Following administration to humans, artesunate is rapidly hydrolyzed to its principle active metabolite, dihydroartemisinin. Data from in vitro studies with human liver microsomes and from clinical studies suggest that DHA-glucoronide (10-position) is the principal Phase II metabolite of DHA and that uridine diphosphate glucuronyl transferase isoforms 1A1, 1A8-9, or 2B7 may be the main conjugating enzyme.

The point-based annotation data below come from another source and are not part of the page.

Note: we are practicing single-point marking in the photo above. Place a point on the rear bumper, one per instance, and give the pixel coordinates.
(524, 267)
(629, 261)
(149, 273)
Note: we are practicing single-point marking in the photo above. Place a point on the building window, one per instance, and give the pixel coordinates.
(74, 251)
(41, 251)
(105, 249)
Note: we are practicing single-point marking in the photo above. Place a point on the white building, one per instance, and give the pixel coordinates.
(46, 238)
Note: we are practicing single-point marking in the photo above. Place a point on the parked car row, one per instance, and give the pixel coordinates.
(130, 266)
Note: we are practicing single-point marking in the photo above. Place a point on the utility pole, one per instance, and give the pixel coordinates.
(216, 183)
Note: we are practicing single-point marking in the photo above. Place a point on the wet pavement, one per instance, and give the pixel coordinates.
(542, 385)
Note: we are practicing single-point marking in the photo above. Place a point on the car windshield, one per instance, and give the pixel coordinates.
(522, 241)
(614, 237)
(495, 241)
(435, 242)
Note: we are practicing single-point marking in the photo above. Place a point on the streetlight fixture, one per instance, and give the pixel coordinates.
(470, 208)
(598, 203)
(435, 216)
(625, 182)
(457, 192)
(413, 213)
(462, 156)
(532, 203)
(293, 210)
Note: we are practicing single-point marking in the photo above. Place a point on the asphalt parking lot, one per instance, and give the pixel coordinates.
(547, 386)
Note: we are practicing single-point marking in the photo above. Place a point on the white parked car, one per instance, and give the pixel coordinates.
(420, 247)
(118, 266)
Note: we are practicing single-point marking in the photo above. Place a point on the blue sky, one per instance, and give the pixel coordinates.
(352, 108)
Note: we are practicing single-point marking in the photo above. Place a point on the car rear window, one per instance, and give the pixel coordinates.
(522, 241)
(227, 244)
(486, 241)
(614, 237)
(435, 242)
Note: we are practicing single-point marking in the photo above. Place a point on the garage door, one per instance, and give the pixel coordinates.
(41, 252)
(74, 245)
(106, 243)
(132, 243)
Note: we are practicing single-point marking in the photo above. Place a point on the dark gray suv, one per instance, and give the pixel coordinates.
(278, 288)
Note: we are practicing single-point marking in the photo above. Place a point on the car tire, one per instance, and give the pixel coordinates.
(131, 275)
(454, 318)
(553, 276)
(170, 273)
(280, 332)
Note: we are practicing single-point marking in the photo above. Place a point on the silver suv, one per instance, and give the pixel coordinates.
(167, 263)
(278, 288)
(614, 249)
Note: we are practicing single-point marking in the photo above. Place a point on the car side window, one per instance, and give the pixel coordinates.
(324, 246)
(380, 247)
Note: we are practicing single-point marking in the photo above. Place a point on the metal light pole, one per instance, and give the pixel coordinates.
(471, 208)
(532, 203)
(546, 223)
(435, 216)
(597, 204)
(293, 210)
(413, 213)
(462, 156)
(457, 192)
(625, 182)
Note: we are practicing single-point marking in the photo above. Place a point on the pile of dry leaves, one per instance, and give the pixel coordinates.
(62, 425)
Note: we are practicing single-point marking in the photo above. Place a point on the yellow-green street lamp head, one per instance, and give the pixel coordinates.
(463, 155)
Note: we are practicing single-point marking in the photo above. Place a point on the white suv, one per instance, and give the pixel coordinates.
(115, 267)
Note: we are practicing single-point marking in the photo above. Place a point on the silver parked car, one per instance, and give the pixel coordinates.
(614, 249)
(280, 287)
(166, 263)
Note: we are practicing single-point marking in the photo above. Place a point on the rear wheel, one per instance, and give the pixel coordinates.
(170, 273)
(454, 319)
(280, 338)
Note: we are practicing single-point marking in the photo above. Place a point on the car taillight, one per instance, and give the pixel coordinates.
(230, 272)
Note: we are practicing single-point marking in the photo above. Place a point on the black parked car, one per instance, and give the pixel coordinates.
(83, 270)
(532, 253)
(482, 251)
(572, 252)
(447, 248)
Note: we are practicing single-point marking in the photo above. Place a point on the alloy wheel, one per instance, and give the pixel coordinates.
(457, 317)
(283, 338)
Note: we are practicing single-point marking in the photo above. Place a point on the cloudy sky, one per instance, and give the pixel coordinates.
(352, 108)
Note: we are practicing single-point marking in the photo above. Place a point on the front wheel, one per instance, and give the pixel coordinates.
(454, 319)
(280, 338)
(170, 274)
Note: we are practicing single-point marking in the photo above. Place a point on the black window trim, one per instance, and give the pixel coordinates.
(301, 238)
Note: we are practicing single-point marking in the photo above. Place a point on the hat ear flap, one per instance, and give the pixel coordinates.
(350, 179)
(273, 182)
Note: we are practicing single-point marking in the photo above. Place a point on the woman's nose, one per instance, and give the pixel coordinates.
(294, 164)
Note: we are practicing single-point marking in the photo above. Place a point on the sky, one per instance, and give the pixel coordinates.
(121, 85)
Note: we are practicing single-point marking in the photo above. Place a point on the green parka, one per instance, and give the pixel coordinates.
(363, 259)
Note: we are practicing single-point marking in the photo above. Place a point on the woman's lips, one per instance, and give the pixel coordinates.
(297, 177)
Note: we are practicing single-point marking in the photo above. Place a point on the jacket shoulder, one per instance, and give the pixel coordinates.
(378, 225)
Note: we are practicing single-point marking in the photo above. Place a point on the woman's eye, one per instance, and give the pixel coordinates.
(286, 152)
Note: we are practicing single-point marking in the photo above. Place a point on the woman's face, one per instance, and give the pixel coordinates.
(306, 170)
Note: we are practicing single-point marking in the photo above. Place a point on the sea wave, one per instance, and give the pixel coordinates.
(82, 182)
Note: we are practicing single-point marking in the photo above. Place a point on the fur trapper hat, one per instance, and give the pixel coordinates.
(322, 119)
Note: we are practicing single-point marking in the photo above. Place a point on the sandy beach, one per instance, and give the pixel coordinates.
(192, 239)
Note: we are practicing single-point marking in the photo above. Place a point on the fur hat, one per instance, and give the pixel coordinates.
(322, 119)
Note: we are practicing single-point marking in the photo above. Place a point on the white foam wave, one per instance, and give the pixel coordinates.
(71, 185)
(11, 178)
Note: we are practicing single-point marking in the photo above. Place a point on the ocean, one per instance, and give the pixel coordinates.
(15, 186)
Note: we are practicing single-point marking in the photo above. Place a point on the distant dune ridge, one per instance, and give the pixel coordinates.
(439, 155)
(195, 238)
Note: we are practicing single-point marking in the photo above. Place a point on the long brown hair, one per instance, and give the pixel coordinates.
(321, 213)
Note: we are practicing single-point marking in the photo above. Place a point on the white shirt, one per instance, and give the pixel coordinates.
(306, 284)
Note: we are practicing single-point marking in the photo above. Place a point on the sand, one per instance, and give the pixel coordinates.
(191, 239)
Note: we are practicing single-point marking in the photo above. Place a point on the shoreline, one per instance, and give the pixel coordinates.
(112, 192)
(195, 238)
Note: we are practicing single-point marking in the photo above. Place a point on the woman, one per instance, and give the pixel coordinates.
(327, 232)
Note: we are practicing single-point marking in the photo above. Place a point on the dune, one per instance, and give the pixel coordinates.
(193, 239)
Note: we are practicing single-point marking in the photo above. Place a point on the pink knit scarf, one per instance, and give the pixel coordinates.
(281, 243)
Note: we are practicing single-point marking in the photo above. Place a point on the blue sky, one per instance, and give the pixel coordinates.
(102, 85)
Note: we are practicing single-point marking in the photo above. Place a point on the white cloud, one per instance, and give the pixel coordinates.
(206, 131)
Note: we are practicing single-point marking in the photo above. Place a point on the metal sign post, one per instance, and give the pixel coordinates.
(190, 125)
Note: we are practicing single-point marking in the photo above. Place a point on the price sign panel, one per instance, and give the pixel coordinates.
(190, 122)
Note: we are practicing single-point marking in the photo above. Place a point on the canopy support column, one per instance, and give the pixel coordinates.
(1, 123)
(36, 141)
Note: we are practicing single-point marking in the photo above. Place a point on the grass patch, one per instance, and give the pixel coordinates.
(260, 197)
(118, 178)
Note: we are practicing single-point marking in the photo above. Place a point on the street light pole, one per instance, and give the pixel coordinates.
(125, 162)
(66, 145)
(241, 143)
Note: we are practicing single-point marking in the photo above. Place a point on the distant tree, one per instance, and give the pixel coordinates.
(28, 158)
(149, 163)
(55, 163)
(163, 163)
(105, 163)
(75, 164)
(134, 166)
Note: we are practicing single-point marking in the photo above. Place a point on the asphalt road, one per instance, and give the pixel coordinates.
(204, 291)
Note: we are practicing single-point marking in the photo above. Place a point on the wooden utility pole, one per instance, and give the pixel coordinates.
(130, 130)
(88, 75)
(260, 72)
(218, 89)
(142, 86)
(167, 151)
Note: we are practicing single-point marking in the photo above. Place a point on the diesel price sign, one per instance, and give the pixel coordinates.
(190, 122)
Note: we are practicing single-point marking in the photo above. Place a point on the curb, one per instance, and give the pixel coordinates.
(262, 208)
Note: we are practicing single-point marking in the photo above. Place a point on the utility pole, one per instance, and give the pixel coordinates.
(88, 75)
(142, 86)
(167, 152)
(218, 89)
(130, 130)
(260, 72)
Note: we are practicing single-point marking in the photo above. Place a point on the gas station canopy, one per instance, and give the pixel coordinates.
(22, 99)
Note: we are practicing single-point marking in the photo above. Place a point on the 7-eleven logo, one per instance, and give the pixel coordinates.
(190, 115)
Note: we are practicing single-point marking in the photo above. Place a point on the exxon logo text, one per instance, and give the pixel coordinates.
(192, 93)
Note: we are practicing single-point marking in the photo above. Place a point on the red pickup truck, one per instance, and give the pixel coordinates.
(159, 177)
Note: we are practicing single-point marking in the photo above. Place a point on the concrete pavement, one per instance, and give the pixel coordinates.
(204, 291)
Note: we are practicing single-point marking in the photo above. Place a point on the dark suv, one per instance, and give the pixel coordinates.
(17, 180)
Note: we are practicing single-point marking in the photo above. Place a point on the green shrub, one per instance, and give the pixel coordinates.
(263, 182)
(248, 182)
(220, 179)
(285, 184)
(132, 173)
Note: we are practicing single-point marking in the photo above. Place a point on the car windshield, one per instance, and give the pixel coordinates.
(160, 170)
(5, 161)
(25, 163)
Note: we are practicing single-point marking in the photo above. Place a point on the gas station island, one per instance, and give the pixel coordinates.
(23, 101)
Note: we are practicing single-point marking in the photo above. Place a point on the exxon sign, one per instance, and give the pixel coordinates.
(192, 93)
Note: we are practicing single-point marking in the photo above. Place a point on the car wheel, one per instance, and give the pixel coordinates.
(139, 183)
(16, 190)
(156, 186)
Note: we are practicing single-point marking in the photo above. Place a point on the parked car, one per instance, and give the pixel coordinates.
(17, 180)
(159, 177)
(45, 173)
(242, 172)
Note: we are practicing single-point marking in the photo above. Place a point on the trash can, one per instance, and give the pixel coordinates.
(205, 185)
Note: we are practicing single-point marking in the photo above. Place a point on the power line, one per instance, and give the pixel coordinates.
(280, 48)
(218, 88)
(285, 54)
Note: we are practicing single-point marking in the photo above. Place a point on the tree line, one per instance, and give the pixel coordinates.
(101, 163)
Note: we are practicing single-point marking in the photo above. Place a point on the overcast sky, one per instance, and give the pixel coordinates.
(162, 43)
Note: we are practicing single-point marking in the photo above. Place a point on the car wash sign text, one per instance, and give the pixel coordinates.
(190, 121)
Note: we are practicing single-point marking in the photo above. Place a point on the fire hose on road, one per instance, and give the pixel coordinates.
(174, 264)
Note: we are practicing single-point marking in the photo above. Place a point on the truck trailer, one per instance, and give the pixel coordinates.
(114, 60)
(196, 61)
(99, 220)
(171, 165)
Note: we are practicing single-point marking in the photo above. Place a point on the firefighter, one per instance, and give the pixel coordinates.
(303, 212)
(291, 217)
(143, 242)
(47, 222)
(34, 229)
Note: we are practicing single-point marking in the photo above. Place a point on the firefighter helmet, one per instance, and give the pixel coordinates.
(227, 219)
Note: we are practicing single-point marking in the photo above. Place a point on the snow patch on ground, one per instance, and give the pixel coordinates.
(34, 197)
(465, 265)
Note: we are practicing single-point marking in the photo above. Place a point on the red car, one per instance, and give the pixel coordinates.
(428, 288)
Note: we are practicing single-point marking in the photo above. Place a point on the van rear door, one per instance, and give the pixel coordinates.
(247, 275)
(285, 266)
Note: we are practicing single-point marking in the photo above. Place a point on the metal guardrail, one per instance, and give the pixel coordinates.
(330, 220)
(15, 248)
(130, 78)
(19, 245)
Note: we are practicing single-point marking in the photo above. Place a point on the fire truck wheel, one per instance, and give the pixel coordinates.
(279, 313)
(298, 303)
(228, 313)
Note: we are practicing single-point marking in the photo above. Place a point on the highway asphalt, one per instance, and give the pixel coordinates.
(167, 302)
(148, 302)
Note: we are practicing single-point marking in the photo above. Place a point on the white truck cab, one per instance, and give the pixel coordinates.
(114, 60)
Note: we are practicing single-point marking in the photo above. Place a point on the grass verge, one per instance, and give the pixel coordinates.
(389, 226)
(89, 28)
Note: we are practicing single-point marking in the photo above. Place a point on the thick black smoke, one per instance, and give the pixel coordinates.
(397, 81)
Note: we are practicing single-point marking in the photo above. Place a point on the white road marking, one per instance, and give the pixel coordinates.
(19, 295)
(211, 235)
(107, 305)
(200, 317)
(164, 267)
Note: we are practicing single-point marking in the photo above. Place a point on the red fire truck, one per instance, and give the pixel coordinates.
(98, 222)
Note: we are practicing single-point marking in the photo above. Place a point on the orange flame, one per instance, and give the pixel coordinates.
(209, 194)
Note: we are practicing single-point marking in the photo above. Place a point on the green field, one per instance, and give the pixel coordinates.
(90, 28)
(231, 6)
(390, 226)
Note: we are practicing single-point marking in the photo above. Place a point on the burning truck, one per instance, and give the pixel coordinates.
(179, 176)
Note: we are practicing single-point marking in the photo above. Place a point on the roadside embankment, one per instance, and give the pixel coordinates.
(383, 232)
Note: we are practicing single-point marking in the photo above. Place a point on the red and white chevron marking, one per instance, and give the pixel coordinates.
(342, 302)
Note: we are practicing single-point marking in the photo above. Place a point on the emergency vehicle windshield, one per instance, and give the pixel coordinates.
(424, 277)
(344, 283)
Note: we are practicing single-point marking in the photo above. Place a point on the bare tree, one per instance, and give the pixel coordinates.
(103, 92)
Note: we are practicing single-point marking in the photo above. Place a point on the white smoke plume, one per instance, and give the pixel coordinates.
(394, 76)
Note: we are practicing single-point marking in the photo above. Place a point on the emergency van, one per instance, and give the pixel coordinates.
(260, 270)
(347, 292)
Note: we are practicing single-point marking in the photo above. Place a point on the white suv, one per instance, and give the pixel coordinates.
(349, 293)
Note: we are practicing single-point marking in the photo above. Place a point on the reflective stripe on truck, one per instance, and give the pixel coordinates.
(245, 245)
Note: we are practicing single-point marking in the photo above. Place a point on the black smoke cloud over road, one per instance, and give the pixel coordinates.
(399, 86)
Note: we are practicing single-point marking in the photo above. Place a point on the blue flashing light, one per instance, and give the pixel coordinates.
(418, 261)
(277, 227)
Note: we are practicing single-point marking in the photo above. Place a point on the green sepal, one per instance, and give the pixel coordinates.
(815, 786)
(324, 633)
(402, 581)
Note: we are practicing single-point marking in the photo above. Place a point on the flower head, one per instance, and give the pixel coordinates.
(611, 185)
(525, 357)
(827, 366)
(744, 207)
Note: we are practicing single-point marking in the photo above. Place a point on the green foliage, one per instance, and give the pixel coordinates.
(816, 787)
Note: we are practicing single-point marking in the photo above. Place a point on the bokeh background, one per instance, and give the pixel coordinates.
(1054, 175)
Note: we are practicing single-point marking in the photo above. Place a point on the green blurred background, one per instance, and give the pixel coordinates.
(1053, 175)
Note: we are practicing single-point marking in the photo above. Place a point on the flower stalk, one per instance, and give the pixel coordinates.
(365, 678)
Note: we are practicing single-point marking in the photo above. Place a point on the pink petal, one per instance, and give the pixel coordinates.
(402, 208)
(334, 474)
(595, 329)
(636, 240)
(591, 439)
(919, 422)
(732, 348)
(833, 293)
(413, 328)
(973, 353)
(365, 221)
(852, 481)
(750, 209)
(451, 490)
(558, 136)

Artemisinin is completely and rapidly absorbed after oral administration in rats. However, a very low plasma level was obtained even after a dose of 300 mg/kg. Liver was found to be the chief site of inactivation. When artemisinin was given i.m., significant and more persistent plasma levels were detected. Artemisinin was shown to pass the blood-brain and blood-placenta barriers after i.v. injection. Very little unchanged artemisinin was found in the urine or feces in 48 hours regardless of the route of administration. Metabolites identified after administration to humans include deoxyartemisinin, deoxydihydroartemisinin, and 9,10-dihydroxydeoxyartemisinin.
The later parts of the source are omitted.